Your results will depend on the random data you generated, but in general you should find that the posterior marginal distributions peak near the actual parameters.


In [6]:
from scipy.stats import norm

class Regress(Suite, Joint):
    
    def Likelihood(self, data, hypo):
        """
        
        data: x, y
        hypo: slope, inter, sigma
        """
        return 1

In [7]:
# Solution goes here

In [8]:
params = np.linspace(-4, 4, 21)

In [9]:
sigmas = np.linspace(0.1, 2, 20)

In [10]:
from itertools import product
hypos = product(params, params, sigmas)

In [11]:
suite = Regress(hypos);

In [12]:
for data in zip(xs, ys):
    suite.Update(data)

In [13]:
thinkplot.Pdf(suite.Marginal(0))
thinkplot.decorate(xlabel='Slope',
                   ylabel='PMF',
                   title='Posterior marginal distribution')

In [14]:
thinkplot.Pdf(suite.Marginal(1))
thinkplot.decorate(xlabel='Intercept',
                   ylabel='PMF',
                   title='Posterior marginal distribution')

In [15]:
thinkplot.Pdf(suite.Marginal(2))
thinkplot.decorate(xlabel='Sigma',
                   ylabel='PMF',
                   title='Posterior marginal distribution')

MCMC

Implement this model using MCMC. As a starting place, you can use this example from Computational Statistics in Python.

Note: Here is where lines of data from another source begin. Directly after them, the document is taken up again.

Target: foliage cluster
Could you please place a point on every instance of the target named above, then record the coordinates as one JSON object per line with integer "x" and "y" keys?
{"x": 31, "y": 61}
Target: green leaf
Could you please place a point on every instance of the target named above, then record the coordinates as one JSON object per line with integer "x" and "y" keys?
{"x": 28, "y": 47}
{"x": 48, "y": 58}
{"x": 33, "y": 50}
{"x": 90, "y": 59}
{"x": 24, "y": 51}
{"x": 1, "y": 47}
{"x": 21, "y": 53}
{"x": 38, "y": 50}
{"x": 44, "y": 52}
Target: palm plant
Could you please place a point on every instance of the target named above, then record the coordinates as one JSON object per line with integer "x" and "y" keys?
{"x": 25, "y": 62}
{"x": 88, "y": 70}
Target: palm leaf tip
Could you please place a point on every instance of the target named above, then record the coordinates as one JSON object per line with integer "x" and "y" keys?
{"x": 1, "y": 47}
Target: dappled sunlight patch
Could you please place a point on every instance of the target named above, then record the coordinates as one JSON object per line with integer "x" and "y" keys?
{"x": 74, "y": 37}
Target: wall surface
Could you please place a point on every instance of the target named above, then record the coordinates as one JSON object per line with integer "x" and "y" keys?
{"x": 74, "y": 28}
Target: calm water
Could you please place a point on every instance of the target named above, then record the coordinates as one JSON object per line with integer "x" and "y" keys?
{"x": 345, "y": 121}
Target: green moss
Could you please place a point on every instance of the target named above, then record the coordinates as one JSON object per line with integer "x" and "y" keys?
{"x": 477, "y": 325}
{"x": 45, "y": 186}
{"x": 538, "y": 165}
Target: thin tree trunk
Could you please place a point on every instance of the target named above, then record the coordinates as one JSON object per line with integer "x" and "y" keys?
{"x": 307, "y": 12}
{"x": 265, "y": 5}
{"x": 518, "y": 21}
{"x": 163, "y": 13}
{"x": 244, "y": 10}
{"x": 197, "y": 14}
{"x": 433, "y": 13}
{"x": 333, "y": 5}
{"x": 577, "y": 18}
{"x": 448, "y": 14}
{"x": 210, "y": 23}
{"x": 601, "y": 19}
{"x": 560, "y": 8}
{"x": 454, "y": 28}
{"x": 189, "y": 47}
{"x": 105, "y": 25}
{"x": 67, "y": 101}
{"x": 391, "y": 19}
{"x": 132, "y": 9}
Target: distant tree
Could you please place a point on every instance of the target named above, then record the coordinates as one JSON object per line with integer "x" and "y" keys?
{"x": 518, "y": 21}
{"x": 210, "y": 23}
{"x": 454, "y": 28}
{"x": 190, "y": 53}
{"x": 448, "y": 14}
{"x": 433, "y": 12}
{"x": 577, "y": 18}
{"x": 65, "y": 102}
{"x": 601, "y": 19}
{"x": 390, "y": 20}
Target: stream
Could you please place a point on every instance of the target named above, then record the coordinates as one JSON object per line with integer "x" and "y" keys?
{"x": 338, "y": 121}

You also have the option of using the GLM module, described here.


In [17]:
import pymc3 as pm
pm.GLM

In [18]:
thinkplot.plot(xs, ys)
thinkplot.decorate(xlabel='x',
                   ylabel='y')

In [19]:
import pymc3 as pm

with pm.Model() as model:
    """Fill this in"""

In [20]:
# Solution goes here

In [21]:
# Solution goes here

In [22]:
# Solution goes here

In [23]:
# Solution goes here

The posterior distributions for these parameters should be similar to what we got with the grid algorithm.


In [ ]: